Sûrement pas ! Régulièrement, la France est le théâtre de polémiques - parfois très violentes - impliquant l’Eglise catholique ou
ses franges les plus radicales. En 1988, la Dernière Tentation du Christ, le film de Martin Scorsese, suscitait d’âpres débats
jusqu’à provoquer l’ire des catholiques intégristes qui incendiaient plusieurs cinémas. En 2005, les évêques faisaient interdire
une campagne de publicité, parodiant la Cène de Léonard de Vinci. Un an plus tard, la Cour de cassation revenait sur cette
décision. L’organisation catholique intégriste Civitas est très active sur ce terrain. En 2011, elle s’en est prise d’abord à une
exposition, à Avignon, présentant la photo Piss Christ d’Andres Serrano puis à deux pièces de théâtre à Paris de Roberto
Castelluci et de Rodrigo García, jugeant les unes et les autres blasphématoires. Lors des représentations de Golgota Picnic, le
cardinal-archevêque de Paris avait organisé une veillée de prière à Notre-Dame de Paris. Prudente depuis l’affaire des
caricatures de Mahomet, l’Eglise catholique n’a pas entrepris en France de démarche juridique pour faire interdire quoi que ce
soit.
La liberté de critiquer les religions régresse-t-elle dans le monde ?

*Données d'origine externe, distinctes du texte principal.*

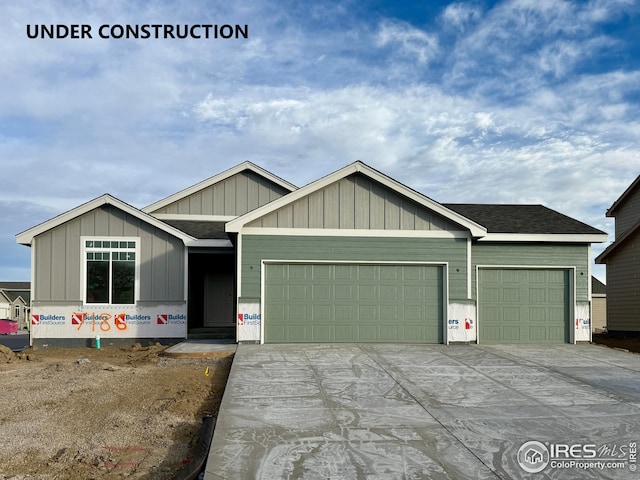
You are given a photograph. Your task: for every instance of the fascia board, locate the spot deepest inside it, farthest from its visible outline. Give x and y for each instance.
(237, 224)
(545, 237)
(630, 189)
(26, 237)
(216, 179)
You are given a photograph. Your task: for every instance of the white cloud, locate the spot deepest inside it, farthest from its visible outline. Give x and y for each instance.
(413, 42)
(460, 15)
(501, 114)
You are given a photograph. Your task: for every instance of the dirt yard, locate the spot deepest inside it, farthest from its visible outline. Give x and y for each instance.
(103, 414)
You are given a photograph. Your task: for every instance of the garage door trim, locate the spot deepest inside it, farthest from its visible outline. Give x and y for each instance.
(572, 291)
(445, 286)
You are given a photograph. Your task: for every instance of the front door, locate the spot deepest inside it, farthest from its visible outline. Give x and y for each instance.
(218, 299)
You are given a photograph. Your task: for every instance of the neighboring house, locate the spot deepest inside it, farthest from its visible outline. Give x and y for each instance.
(14, 302)
(353, 257)
(598, 306)
(623, 267)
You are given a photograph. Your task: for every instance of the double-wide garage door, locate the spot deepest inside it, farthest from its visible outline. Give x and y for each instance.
(353, 303)
(523, 306)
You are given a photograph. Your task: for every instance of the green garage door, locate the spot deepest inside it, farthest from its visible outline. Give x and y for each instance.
(353, 303)
(523, 306)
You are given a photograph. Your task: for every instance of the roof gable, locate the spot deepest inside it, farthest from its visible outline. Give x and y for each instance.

Pays laïque, la France, même si elle a une législation contre la diffamation des groupes religieux, fait un peu figure d’exception
dans sa défense de la liberté d’expression et d’une tradition anticléricale héritée du XIXe siècle. Le délit de blasphème a é
supprimé à la Révolution. En Europe, quelques pays, comme les Pays-Bas, le Danemark, le Royaume-Uni ou l’Allemagne, ont
encore des législations punissant le blasphème, guère appliquées, si ce n’est en Grèce. Après l’affaire des caricatures du Prophète
publiées par Charlie Hebdo, le député Eric Raoult (UMP) avait déposé une proposition de loi rétablissant en France le délit de
blasphème, sans qu’il n’y ait de suite.
Depuis une dizaine d’années, l’Organisation de coopération islamique (OCI), regroupant une cinquantaine d’Etats musulmans,
mène campagne pour imposer dans le droit international un délit de blasphème. Selon le Pew Research Center, basé aux Etats-
Unis, 32 pays, à travers le monde, disposaient, en 2011, d’un arsenal juridique punissant le blasphème et 20 Etats, l’apostasie. La
situation est particulièrement difficile au Pakistan. Une campagne internationale réclame toujours la grâce d’Asia Bibi, une
chrétienne condamnée à mort pour blasphème après avoir proposé à boire à des femmes musulmanes de son village.